In my first update from this amazing trip, I highlighted what we saw as outstanding performance by the concierge at The Ritz Carlton Istanbul in rescuing us when we got caught in the violent Taksim Park protests at the start of our vacation. But the logistics of that rescue were small potatoes compared with the logistical challenges faced by and stepped up to by AMAWaterways when their entire European river cruising business (and that of every other river cruising company plying these waters) was disrupted by raging floods across Central Europe. As I’ve said many times, you can recognize great HRM in the behavior and performance of front line staff, and AMA’s front line staff performed magnificently in the face of Mother Nature’s fury.
We learned about the flooding very early in our journey, and I was following developments online, but our Captain and onboard cruise manager also kept us very well-informed. They said, early on, that they would let us know if there might be any changes to our itinerary as a result of the flooding, but this developing story moved very quickly from “might be” to “would be” changes. Upstream from us on the Danube, lots of river cruises were being disrupted and/or cancelled, and then it was our turn.

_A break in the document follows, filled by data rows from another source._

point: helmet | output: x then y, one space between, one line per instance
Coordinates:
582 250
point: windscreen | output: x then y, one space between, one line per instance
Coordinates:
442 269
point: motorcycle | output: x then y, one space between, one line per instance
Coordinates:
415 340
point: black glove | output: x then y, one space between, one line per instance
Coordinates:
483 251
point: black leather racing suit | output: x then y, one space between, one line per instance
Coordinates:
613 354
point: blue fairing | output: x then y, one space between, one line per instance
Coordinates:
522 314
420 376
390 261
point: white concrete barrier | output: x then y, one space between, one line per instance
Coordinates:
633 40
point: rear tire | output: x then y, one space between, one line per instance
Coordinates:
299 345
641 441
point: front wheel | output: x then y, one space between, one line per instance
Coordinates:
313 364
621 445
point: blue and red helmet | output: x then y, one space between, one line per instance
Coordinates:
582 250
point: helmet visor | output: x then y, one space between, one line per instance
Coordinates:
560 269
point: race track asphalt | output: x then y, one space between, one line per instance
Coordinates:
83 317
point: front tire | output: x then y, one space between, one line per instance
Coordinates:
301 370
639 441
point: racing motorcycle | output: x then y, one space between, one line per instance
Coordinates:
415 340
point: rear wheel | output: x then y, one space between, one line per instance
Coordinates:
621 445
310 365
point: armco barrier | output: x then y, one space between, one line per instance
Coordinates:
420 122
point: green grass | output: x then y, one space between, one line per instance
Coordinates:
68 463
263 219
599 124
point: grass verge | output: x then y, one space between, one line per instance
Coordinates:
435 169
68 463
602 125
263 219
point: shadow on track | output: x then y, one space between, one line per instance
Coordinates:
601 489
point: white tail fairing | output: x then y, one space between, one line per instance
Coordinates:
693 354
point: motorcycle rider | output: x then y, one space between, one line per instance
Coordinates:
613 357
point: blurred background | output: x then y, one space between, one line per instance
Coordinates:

We were supposed to stay on the AmaCerto until we reached Budapest, but Budapest’s docks and surrounding streets were going to be too much under water, from the worst Danube flooding in 400+ years, for us to dock there safely. And as we saw when we got to Budapest, where many ships were stranded, they were so surrounded by water that the only access to them was by dinghy. And many of those cruise ships were still there as I’m writing this because of the lost dockage and lack of clearance under the many bridges.
Our ship’s captain didn’t want to take AmaCerto any closer to Budapest than the last major docking site he knew to be safe — so Novi Sad in Serbia — and safety first is what’s expected from the Captain. But with many different groups on board, all with different plans once we had reached Budapest, and with some of them expecting to continue upstream on AmaCerto past Budapest and on to Prague and beyond, that one decision — secure the ship at Novi Sad — had tons of ripple effects. And that’s when great HRM really matters.
Enter an amazing cruise manager, Sebastien Leroy, a responsive and capable headquarters staff (and keep in mind that we were only one of dozens of AMA ships whose itinerary and that of their passengers were being disrupted at exactly the same time), and an onboard crew who rose to the occasion. For AmaCerto, the decision was made that we would do our scheduled Belgrade touring, then go on to Novi Sad in Serbia where we’d end the cruise portion of our trip. After a day of touring there, and I truly loved Novi Sad, plans were made (so tour buses and tour guides engaged on zero notice, AMA cruise managers on leave flown in from all over the world, hotel accommodations arranged, group meals ashore planned, etc. etc.) for us to do an overland bus trip to Budapest (with touring and a great lunch stop along the way), stay one night in Budapest (where they cleared the Hilton on very short notice for a large group of us with another group going to another hotel), enjoy associated touring and an evening event, and then continue on with our planned extension program to Vienna. And did I mention that Sebastien was doing a good bit of this rearranging while we were in the Iron Gorges of the Danube, a truly wild area where not even satellite-based wifi did more than provide sporadic bursts.
No big deal in terms of changes for us, but lots of changes for other members of our cruise’s guest list, and I have to give a major shout-out to AMAWaterways for taking great care of all these changes in their plans. One such guest, an amazing senior (and you know that’s anyone 80+ since 60 is the new 40) from Australia traveling on her own, had planned an extension tour of Turkey, so all of her intermediate plans had to be remade — and AMA handled their end of this beautifully. I’m hoping that her travel agency, which had planned her independent travel after the cruise, did as good a job.
Those of us in the enterprise software business know full well how difficult it is, in the middle of a go-live end-user implementation or vendor product release, to have to make a major change in the software at the last minute. Ripple effects, unforeseen consequences, disrupted workforce schedules, communications challenges, and so much more must be handled quickly and correctly lest the end result be dissatisfied customers, many to most of whom are communicating online with friends/family/colleagues about every little bump in the road. Great project managers know that they must build up a vast reservoir of positive karma, of great relationships with colleagues across the organization, so that they’ve got chips to call in when all hell breaks loose. And great HRM is the enabling fabric which holds an organization together and lets it perform well under those conditions.
Watching the AMA AmaCerto team, and especially our cruise manager Sebastien, work through all the changes, get everyone going in the right but new direction, not lose any luggage or passengers or tempers in spite of several nearly all-nighters, I was reminded of the best project teams of which I’ve ever been a part. And I know that we’d have had a much less positive experience with such a major disruption if AMA didn’t do HRM well every day. The proof of their HRM policies was in how the entire crew of AmaCerto worked together to minimize the impact of the Danube floods, clearly beyond their control, on all of us. And it was clear that our cruise manager, ship’s captain and ship’s hotel manager had built up enough karma to make it all happen.